I drank some coffee and she nibbled on her biscotto and took out her coffee.
“The operative word is ‘can,’” she said, smelling the coffee. “The ocean also produces a near eternity of shapeless, colorless rocks and shells. Nature is not selective. It creates the neutral, the beautiful, and the ugly. It is up to humans to search for the beautiful.”
“You’ve cheered me already,” I said.
“I can see that. Jokes,” she said, taking a sip of coffee. “You have jokes for me?”
“Someone just threatened to kill me,” I said.
“New symptom?” she asked. “Paranoia?”
“No,” I said and explained.
“All the more reason you should have jokes,” she said.
I took out my notebook and flipped to the pages where I had written the jokes people had told me over the past three days.
“I don’t tell jokes well,” I said.
“Why does that not surprise me?” she said. “You tell. I’ll listen.”
“I want to die in my sleep like my grandfather did,” I read. “Not screaming and yelling like the other people in the car he was driving.”
“You find that funny?” Ann asked.
“You didn’t even smile,” I said.
“I’ve heard it before. You think it’s funny?”
“I…no.”
“Tell me another one.”
“I went home last night and discovered that someone had replaced everything I own with exact duplicates.”

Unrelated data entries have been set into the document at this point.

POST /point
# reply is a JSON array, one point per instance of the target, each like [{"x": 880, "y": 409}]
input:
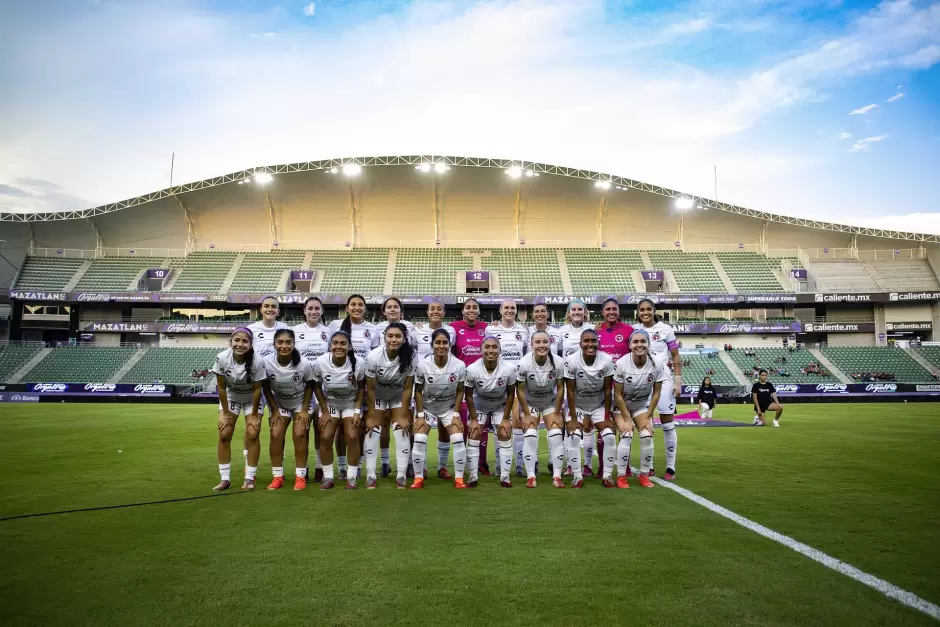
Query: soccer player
[
  {"x": 312, "y": 340},
  {"x": 513, "y": 340},
  {"x": 390, "y": 371},
  {"x": 707, "y": 397},
  {"x": 289, "y": 388},
  {"x": 540, "y": 390},
  {"x": 421, "y": 338},
  {"x": 765, "y": 399},
  {"x": 489, "y": 401},
  {"x": 239, "y": 376},
  {"x": 638, "y": 383},
  {"x": 663, "y": 344},
  {"x": 613, "y": 339},
  {"x": 468, "y": 348},
  {"x": 439, "y": 390},
  {"x": 339, "y": 386},
  {"x": 364, "y": 338},
  {"x": 589, "y": 382}
]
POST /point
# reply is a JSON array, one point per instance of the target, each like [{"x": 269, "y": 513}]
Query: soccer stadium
[{"x": 116, "y": 314}]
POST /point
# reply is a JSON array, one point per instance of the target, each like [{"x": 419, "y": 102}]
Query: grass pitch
[{"x": 859, "y": 482}]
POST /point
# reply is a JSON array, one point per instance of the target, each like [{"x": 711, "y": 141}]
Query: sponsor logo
[{"x": 49, "y": 387}]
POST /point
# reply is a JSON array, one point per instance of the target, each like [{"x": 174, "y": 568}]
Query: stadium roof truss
[{"x": 474, "y": 162}]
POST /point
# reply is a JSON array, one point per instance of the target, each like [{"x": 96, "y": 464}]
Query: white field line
[{"x": 884, "y": 587}]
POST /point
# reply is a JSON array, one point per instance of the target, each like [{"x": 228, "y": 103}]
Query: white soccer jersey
[
  {"x": 421, "y": 338},
  {"x": 589, "y": 379},
  {"x": 513, "y": 342},
  {"x": 439, "y": 395},
  {"x": 638, "y": 382},
  {"x": 239, "y": 384},
  {"x": 388, "y": 374},
  {"x": 288, "y": 382},
  {"x": 571, "y": 339},
  {"x": 490, "y": 389},
  {"x": 540, "y": 381},
  {"x": 263, "y": 337},
  {"x": 339, "y": 383},
  {"x": 365, "y": 337},
  {"x": 311, "y": 341},
  {"x": 380, "y": 329}
]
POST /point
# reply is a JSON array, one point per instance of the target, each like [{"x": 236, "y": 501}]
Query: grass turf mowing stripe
[{"x": 886, "y": 588}]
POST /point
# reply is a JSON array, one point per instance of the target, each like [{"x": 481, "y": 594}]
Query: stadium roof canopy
[{"x": 474, "y": 162}]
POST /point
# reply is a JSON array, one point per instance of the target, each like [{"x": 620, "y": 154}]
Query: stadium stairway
[
  {"x": 123, "y": 370},
  {"x": 831, "y": 367}
]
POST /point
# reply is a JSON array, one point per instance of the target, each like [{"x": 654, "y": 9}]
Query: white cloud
[{"x": 863, "y": 110}]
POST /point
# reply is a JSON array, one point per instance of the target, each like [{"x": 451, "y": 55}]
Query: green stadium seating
[
  {"x": 15, "y": 356},
  {"x": 262, "y": 272},
  {"x": 694, "y": 272},
  {"x": 172, "y": 365},
  {"x": 47, "y": 273},
  {"x": 851, "y": 360},
  {"x": 74, "y": 364},
  {"x": 593, "y": 270}
]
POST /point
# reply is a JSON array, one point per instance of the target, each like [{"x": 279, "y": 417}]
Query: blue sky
[{"x": 819, "y": 109}]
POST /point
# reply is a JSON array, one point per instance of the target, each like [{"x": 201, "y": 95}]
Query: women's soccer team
[{"x": 359, "y": 385}]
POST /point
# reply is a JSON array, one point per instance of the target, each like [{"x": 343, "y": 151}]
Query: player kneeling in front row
[
  {"x": 439, "y": 387},
  {"x": 589, "y": 381},
  {"x": 338, "y": 384},
  {"x": 390, "y": 371},
  {"x": 240, "y": 376},
  {"x": 540, "y": 390},
  {"x": 638, "y": 384},
  {"x": 489, "y": 402}
]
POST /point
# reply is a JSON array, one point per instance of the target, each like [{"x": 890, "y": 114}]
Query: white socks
[
  {"x": 530, "y": 451},
  {"x": 402, "y": 451},
  {"x": 443, "y": 452},
  {"x": 646, "y": 451},
  {"x": 460, "y": 454},
  {"x": 419, "y": 454},
  {"x": 672, "y": 442},
  {"x": 473, "y": 458},
  {"x": 505, "y": 459},
  {"x": 556, "y": 449},
  {"x": 610, "y": 445},
  {"x": 623, "y": 454}
]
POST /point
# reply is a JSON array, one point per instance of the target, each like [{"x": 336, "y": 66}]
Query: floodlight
[{"x": 684, "y": 204}]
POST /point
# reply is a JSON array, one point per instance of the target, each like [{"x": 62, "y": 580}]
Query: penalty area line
[{"x": 886, "y": 588}]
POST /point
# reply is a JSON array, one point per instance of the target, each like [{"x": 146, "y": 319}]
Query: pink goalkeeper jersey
[
  {"x": 469, "y": 340},
  {"x": 614, "y": 341}
]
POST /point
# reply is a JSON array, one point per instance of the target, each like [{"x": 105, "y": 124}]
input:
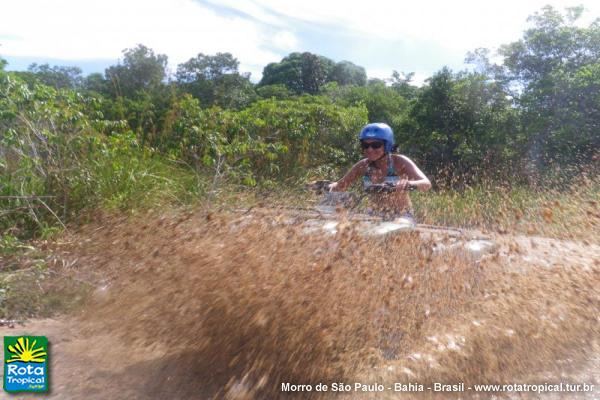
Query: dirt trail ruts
[{"x": 96, "y": 364}]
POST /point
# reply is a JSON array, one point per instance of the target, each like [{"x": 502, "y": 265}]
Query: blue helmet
[{"x": 379, "y": 131}]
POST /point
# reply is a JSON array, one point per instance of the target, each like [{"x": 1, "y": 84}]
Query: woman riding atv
[{"x": 381, "y": 166}]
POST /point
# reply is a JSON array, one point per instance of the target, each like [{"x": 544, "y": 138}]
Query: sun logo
[{"x": 26, "y": 352}]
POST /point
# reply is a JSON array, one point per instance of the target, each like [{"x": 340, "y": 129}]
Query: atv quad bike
[{"x": 335, "y": 207}]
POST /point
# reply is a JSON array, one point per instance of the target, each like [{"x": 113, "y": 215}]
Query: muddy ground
[{"x": 197, "y": 305}]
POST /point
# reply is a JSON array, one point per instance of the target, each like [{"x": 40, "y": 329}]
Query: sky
[{"x": 419, "y": 36}]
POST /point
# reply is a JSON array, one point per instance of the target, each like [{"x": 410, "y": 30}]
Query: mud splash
[{"x": 205, "y": 305}]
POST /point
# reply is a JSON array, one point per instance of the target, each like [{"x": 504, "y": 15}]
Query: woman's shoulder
[{"x": 363, "y": 163}]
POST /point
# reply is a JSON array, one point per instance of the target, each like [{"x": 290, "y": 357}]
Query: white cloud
[
  {"x": 260, "y": 31},
  {"x": 285, "y": 40},
  {"x": 70, "y": 29}
]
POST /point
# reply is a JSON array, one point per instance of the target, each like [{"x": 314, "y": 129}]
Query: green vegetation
[{"x": 135, "y": 137}]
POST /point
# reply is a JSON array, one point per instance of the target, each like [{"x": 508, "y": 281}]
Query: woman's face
[{"x": 373, "y": 149}]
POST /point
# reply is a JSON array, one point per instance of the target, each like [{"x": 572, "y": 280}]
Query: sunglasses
[{"x": 373, "y": 145}]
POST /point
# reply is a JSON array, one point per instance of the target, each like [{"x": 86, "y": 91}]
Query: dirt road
[{"x": 530, "y": 313}]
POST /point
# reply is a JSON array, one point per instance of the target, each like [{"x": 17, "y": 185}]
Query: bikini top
[{"x": 391, "y": 176}]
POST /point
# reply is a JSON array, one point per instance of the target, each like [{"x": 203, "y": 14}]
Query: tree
[
  {"x": 347, "y": 73},
  {"x": 60, "y": 77},
  {"x": 141, "y": 70},
  {"x": 215, "y": 80},
  {"x": 555, "y": 67},
  {"x": 461, "y": 124},
  {"x": 400, "y": 82},
  {"x": 300, "y": 72}
]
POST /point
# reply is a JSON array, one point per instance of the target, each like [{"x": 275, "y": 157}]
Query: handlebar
[
  {"x": 386, "y": 188},
  {"x": 322, "y": 186}
]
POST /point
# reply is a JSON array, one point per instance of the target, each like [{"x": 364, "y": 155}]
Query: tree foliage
[
  {"x": 215, "y": 80},
  {"x": 140, "y": 70}
]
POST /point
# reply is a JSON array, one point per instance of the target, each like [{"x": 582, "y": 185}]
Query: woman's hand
[{"x": 402, "y": 185}]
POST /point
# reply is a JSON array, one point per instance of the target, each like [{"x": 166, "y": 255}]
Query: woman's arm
[
  {"x": 356, "y": 171},
  {"x": 416, "y": 177}
]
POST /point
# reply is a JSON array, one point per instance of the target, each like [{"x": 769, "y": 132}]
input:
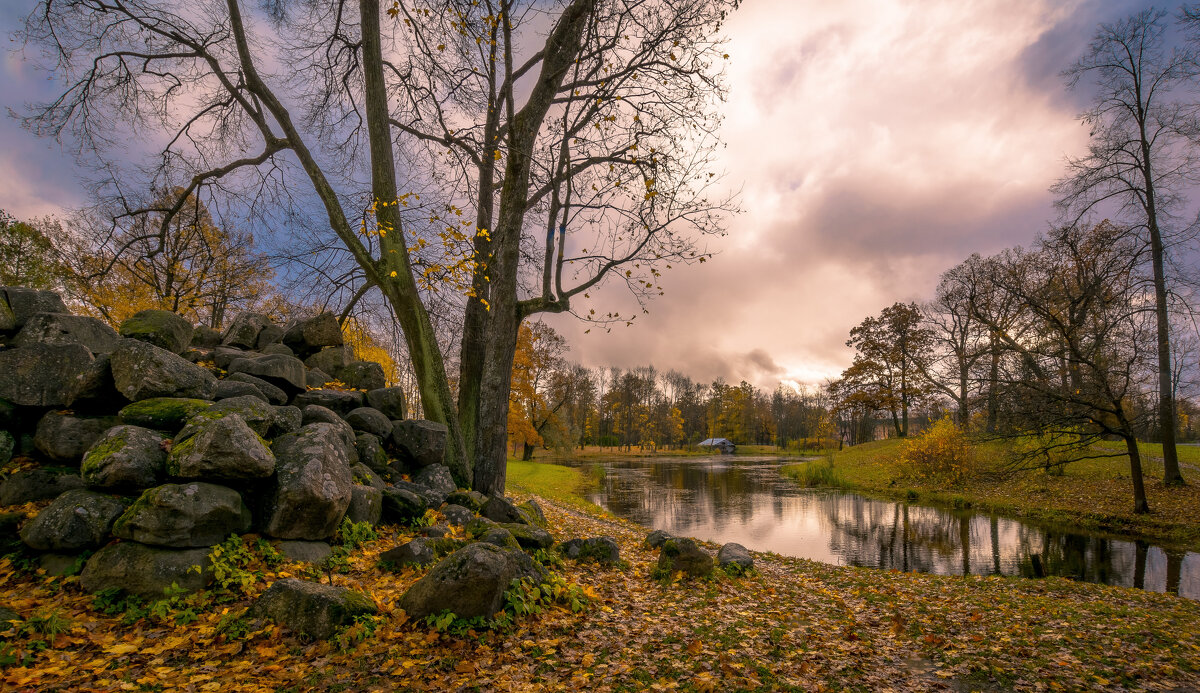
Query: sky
[{"x": 875, "y": 144}]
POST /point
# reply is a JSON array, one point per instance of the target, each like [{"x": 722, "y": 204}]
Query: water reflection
[{"x": 745, "y": 500}]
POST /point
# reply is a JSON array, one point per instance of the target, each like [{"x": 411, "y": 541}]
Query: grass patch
[
  {"x": 564, "y": 484},
  {"x": 1090, "y": 494}
]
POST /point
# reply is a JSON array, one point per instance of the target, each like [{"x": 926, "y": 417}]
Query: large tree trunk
[{"x": 401, "y": 293}]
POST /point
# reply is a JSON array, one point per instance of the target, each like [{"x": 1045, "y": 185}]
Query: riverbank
[
  {"x": 1093, "y": 494},
  {"x": 792, "y": 625}
]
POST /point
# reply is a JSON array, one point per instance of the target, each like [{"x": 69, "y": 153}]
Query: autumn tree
[
  {"x": 889, "y": 354},
  {"x": 1140, "y": 158},
  {"x": 575, "y": 139}
]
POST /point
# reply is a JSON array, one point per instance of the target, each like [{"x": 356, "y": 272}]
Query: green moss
[
  {"x": 107, "y": 446},
  {"x": 163, "y": 413}
]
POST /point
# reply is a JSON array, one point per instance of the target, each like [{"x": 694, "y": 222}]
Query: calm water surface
[{"x": 747, "y": 500}]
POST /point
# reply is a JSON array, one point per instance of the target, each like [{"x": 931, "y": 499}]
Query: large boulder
[
  {"x": 147, "y": 571},
  {"x": 159, "y": 327},
  {"x": 419, "y": 443},
  {"x": 23, "y": 303},
  {"x": 285, "y": 372},
  {"x": 684, "y": 555},
  {"x": 312, "y": 609},
  {"x": 125, "y": 457},
  {"x": 76, "y": 520},
  {"x": 184, "y": 516},
  {"x": 437, "y": 482},
  {"x": 469, "y": 582},
  {"x": 370, "y": 420},
  {"x": 390, "y": 401},
  {"x": 64, "y": 438},
  {"x": 312, "y": 484},
  {"x": 243, "y": 332},
  {"x": 67, "y": 329},
  {"x": 39, "y": 483},
  {"x": 222, "y": 447},
  {"x": 42, "y": 374},
  {"x": 142, "y": 371},
  {"x": 167, "y": 414},
  {"x": 315, "y": 333},
  {"x": 340, "y": 401},
  {"x": 366, "y": 505},
  {"x": 273, "y": 393},
  {"x": 363, "y": 375},
  {"x": 735, "y": 558}
]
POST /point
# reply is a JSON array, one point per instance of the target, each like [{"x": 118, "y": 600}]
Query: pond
[{"x": 745, "y": 500}]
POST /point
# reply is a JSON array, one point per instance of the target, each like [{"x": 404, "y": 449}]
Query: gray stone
[
  {"x": 363, "y": 375},
  {"x": 243, "y": 332},
  {"x": 437, "y": 481},
  {"x": 23, "y": 303},
  {"x": 76, "y": 520},
  {"x": 312, "y": 483},
  {"x": 39, "y": 483},
  {"x": 167, "y": 414},
  {"x": 312, "y": 609},
  {"x": 419, "y": 443},
  {"x": 125, "y": 457},
  {"x": 529, "y": 536},
  {"x": 687, "y": 556},
  {"x": 159, "y": 327},
  {"x": 657, "y": 538},
  {"x": 67, "y": 329},
  {"x": 285, "y": 372},
  {"x": 330, "y": 359},
  {"x": 228, "y": 389},
  {"x": 273, "y": 393},
  {"x": 287, "y": 420},
  {"x": 469, "y": 582},
  {"x": 372, "y": 453},
  {"x": 223, "y": 449},
  {"x": 472, "y": 500},
  {"x": 456, "y": 514},
  {"x": 366, "y": 505},
  {"x": 315, "y": 333},
  {"x": 369, "y": 420},
  {"x": 64, "y": 438},
  {"x": 735, "y": 556},
  {"x": 305, "y": 552},
  {"x": 340, "y": 401},
  {"x": 600, "y": 549},
  {"x": 402, "y": 506},
  {"x": 205, "y": 337},
  {"x": 390, "y": 401},
  {"x": 502, "y": 510},
  {"x": 147, "y": 571},
  {"x": 41, "y": 374},
  {"x": 414, "y": 553},
  {"x": 499, "y": 537},
  {"x": 184, "y": 516},
  {"x": 142, "y": 371}
]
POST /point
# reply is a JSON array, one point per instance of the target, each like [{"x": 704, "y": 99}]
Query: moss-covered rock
[{"x": 162, "y": 413}]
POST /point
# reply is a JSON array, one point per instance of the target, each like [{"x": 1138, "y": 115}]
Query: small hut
[{"x": 723, "y": 444}]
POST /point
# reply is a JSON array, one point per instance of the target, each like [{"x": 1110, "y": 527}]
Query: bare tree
[
  {"x": 552, "y": 133},
  {"x": 1139, "y": 160}
]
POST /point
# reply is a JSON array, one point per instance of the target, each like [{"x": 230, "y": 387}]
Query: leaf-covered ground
[{"x": 793, "y": 625}]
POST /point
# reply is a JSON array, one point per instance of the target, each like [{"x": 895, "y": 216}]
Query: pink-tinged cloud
[{"x": 876, "y": 143}]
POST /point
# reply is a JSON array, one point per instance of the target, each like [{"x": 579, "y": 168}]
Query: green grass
[
  {"x": 1090, "y": 494},
  {"x": 564, "y": 484}
]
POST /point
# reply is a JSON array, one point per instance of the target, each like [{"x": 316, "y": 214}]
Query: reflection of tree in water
[{"x": 748, "y": 499}]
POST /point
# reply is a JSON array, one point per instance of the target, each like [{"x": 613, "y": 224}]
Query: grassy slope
[
  {"x": 795, "y": 625},
  {"x": 1093, "y": 494}
]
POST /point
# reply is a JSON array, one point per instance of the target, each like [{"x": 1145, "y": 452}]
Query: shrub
[{"x": 940, "y": 456}]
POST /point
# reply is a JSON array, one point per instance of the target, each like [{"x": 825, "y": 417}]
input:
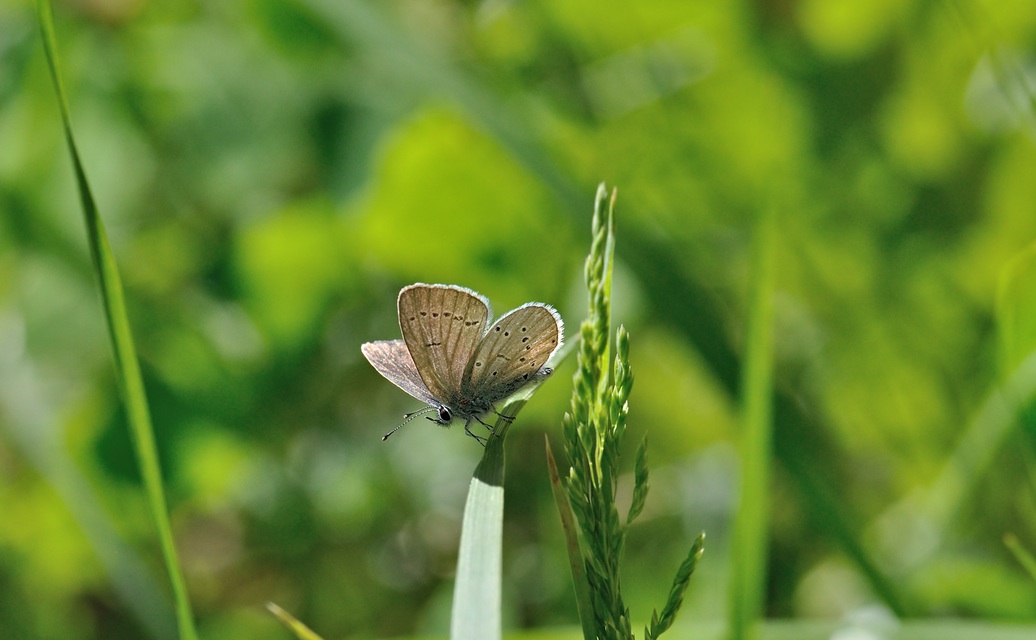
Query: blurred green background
[{"x": 272, "y": 171}]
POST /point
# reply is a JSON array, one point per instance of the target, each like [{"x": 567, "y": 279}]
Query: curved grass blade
[
  {"x": 751, "y": 526},
  {"x": 127, "y": 369},
  {"x": 301, "y": 631},
  {"x": 477, "y": 593}
]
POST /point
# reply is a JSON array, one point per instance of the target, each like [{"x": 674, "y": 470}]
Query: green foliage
[
  {"x": 270, "y": 173},
  {"x": 594, "y": 432},
  {"x": 126, "y": 366}
]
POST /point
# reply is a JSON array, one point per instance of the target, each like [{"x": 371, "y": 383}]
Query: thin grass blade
[
  {"x": 752, "y": 523},
  {"x": 127, "y": 369}
]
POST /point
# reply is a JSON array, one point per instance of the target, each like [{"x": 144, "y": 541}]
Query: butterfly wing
[
  {"x": 513, "y": 352},
  {"x": 393, "y": 360},
  {"x": 441, "y": 325}
]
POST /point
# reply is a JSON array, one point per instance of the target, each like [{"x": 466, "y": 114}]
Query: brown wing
[
  {"x": 393, "y": 360},
  {"x": 441, "y": 325},
  {"x": 513, "y": 351}
]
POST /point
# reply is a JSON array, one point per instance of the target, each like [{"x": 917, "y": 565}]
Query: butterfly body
[{"x": 454, "y": 360}]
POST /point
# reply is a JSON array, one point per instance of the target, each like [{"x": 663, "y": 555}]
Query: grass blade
[
  {"x": 127, "y": 369},
  {"x": 301, "y": 631},
  {"x": 476, "y": 612},
  {"x": 752, "y": 523}
]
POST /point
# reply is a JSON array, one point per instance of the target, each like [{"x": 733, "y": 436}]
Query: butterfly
[{"x": 454, "y": 360}]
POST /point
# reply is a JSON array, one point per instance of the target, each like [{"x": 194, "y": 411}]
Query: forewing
[
  {"x": 513, "y": 351},
  {"x": 393, "y": 360},
  {"x": 441, "y": 325}
]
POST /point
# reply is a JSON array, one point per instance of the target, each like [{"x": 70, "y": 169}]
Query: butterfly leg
[{"x": 467, "y": 430}]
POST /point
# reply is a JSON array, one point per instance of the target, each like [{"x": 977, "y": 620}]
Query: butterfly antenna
[{"x": 406, "y": 418}]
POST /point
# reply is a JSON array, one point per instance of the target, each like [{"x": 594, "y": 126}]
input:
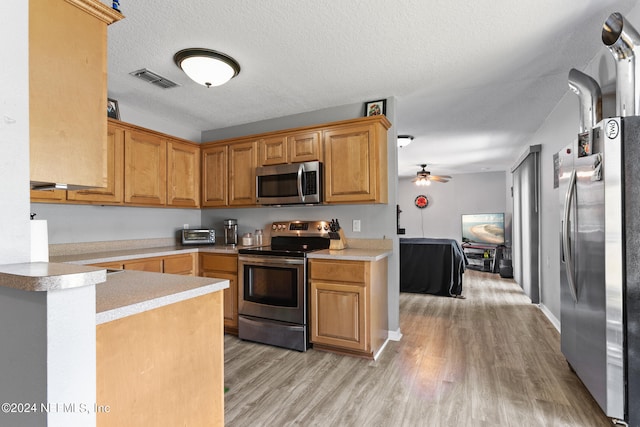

“And what do you think about that one?”
“I like it.”
“But is it funny? Never mind. Tell me another.”
“A new patient got an emergency visit with a therapist,” I read. “The patient said, ‘Doctor, I’m depressed. I lost my wife. My children hate me. I hate myself. Sometimes I have suicidal thoughts.’ ‘Well,’ said the therapist, ‘the world’s greatest comedian, Santoro, is in town tonight for one performance. Get a ticket to see him.’ ‘But, Doctor,’ the patient said, ‘I am Santoro.’ You’ve heard that one, too?”
“Yes,” Ann said, working on her coffee. “You find it funny?”
“Sad,” I said.
“Have you noticed people tell you sad jokes?”
“I seem to have a gift. You want more jokes?”
She nodded her head to indicate that I should go on.
“Mrs. Quan Wong had a baby. The nurse brought the baby in for the Wongs to see and said, ‘The baby is fine,’ the nurse said. ‘But there’s something wrong. This can’t be your baby.’ ‘Why not?” asked Mr. Wong. ‘Because,’ said the nurse, ‘two Wongs don’t make a white.’”
“You like that one?” Ann said, wiping crumbs from her fingers.